ASEAN Economic Community: Facilitating Exploitation
Written by Dae-Han Song (chief editor, World Current Report)
As rising wages force China to shift from low-cost manufacturing, Southeast Asia is emerging as a center of production in the global supply chain. In 2007, to create a more competitive unit of production, Southeast Asian countries signed the ASEAN Economic Community Blueprint 2015 which deregulates, removes tariff and non-tariff barriers, and allows the free flow of capital in the region. 8 years later, the AEC managed to complete 93% of its high priority measures. This June, it announced its post 2015 plan – the ASEAN Economic Community Blueprint 2025 (AEC) – which will be finalized at the end of the year and will allow even freer flow of capital, goods, services and deregulation. Not only does it fail to include concrete provisions that help local economies, but it is also being drafted in consultation with corporations but not with the public or civil society.

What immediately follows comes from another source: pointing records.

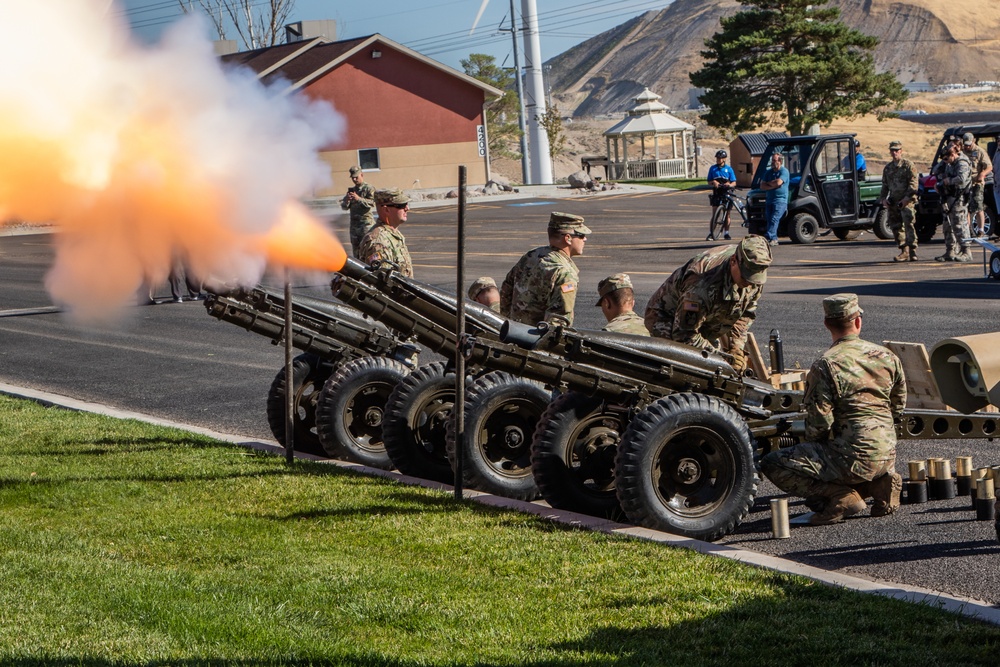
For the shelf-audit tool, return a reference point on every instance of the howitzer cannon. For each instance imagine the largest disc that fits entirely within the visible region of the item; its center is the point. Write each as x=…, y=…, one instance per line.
x=705, y=473
x=340, y=383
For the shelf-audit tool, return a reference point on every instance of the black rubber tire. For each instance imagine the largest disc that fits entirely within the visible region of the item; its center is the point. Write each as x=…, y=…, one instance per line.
x=994, y=266
x=881, y=225
x=803, y=228
x=501, y=414
x=846, y=234
x=715, y=225
x=686, y=466
x=573, y=455
x=351, y=408
x=309, y=374
x=415, y=427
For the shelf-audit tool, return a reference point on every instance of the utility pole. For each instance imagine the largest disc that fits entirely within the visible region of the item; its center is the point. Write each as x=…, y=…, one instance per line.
x=534, y=105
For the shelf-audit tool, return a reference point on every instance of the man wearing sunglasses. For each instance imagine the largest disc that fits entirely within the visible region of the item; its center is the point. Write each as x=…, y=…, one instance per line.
x=385, y=243
x=542, y=285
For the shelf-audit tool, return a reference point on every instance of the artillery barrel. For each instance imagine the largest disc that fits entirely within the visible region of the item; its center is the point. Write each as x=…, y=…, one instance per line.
x=331, y=331
x=411, y=307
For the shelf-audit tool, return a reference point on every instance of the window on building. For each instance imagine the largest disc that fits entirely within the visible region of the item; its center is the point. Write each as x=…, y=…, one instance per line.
x=368, y=159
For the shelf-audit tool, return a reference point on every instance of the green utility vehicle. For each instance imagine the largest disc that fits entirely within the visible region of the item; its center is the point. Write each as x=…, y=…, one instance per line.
x=824, y=191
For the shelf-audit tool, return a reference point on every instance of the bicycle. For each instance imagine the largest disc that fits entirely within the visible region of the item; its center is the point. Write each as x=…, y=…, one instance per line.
x=730, y=202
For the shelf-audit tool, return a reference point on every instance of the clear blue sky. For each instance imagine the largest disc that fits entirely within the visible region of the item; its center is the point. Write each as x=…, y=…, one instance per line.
x=436, y=28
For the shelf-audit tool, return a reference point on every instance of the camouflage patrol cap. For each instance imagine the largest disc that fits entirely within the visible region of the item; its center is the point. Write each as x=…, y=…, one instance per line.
x=841, y=306
x=481, y=285
x=612, y=284
x=754, y=256
x=567, y=223
x=391, y=197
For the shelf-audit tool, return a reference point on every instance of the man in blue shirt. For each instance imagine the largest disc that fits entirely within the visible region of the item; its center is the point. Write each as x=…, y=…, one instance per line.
x=722, y=178
x=775, y=183
x=859, y=162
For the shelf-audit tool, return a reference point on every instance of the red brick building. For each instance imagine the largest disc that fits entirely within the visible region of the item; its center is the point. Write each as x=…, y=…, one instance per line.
x=410, y=119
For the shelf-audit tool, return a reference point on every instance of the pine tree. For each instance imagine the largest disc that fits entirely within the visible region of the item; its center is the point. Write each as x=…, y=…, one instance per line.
x=793, y=61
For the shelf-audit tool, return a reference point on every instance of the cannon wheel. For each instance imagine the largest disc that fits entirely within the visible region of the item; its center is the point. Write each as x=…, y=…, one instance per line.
x=573, y=455
x=501, y=413
x=881, y=225
x=351, y=408
x=416, y=423
x=309, y=373
x=685, y=466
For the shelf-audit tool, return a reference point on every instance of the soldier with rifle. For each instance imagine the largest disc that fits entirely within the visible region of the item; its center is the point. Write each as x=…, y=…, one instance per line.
x=899, y=195
x=954, y=188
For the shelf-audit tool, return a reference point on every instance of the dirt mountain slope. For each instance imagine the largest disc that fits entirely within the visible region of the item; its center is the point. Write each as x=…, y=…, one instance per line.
x=939, y=41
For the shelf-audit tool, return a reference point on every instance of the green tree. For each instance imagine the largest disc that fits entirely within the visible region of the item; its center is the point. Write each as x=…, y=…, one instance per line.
x=791, y=60
x=551, y=121
x=502, y=125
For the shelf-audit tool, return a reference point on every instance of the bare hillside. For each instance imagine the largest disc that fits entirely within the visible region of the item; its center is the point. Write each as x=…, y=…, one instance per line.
x=921, y=40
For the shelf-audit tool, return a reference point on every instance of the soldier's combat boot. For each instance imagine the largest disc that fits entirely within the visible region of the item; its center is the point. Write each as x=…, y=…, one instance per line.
x=885, y=492
x=845, y=504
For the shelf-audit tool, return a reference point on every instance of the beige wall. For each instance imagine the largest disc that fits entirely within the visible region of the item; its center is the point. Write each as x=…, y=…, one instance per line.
x=435, y=166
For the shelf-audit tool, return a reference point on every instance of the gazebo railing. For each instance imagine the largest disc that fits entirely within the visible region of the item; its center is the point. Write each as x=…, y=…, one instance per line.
x=649, y=169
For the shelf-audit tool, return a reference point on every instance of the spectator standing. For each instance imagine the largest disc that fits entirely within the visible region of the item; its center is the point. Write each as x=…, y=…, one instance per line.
x=898, y=197
x=385, y=243
x=980, y=169
x=360, y=201
x=954, y=193
x=542, y=286
x=616, y=299
x=722, y=178
x=775, y=183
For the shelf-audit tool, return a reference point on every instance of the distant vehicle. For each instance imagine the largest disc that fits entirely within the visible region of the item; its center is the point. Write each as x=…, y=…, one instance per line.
x=929, y=215
x=823, y=193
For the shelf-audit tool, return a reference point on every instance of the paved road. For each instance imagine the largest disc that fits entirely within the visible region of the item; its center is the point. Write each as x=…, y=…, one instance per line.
x=173, y=361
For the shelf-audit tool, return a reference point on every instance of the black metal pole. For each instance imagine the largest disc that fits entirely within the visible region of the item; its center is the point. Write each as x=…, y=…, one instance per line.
x=458, y=413
x=289, y=375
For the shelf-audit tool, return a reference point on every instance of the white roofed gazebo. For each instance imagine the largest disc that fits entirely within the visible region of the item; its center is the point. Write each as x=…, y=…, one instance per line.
x=662, y=146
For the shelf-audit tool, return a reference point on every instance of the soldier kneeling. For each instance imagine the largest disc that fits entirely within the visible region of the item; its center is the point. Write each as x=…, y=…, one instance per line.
x=853, y=394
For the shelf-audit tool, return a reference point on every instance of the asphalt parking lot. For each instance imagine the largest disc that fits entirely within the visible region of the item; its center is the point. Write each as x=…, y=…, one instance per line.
x=173, y=361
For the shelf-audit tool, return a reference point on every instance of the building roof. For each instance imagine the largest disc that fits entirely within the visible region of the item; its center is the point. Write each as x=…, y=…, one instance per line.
x=756, y=143
x=648, y=116
x=300, y=63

Unlike previous Third World political alliances such as the Non-Aligned Movement, the purpose of the ASEAN Economic Community is not harnessing the collective power of weaker states in confronting larger ones. Rather, it is “to better serve” them. [1] That’s because ASEAN does not act as a bloc in multilateral agreements such as the WTO or the Climate Change negotiations or on security issues such as the South China Seas. Instead, its integration turns the region into a single production market to facilitate the exploitation of its natural resources and labor by foreign direct investment. In the process, it perpetuates ASEAN’s great dependence on foreign direct investment (FDI) and exports for its development. [2] Thus, in addition to removing intra-ASEAN tariffs, its policies also incorporate many of the elements in the Trans Pacific Partnership Agreement such as investor state dispute settlement system (ISDS), freer capital mobility, and regulatory coherence. This corporate-centered development is reflected in ASEAN’s close consultation with business but not with civil society.
In response, in 2005, civil society across the region came together in the ASEAN People’s Forum: a parallel event where the region’s civil society gather, discuss, and draft submissions on regional integration to the ASEAN. Their vision is people centered and ecologically sustainable protecting people’s economies, the environment, and upholding human and labor rights. Just like new pro-corporate regional rules and regulations can be created to influence and intervene in national ones, so can regional regulations that protect small and medium enterprises, migrant workers, labor unions, and farmers, and provide minimum wages and working conditions. ASEAN’s civil society is not yet unified in a single vision of regional integration. They are, however, unified in their demand of greater participation by the public and civil society. [3] Despite their various submissions starting 2005, the ASEAN has yet to adopt any of them.
As the global economy’s center of gravity shifts from the north to the south, Southeast Asia is projected to be one of its centers of production. Given such position in the global supply chain, what happens in Southeast Asia will not simply affect its people, but also the world’s workers, farmers, and fisher people. In addition, as developed countries further shift their environmentally greenhouse gas intensive sectors into developing countries, the centers of global production, such as the ASEAN region, will play an important role in global greenhouse gas emissions. The regional elites and their governments continue to value profits over the environment and people’s needs. Thus, it is left to civil society such as the ASEAN People’s Forum to build a regional movement to disrupt this corporate centered, profit driven regional integration and push to regulate environmental destruction, demand greater rights for migrant workers, fight for minimum wages, and human rights.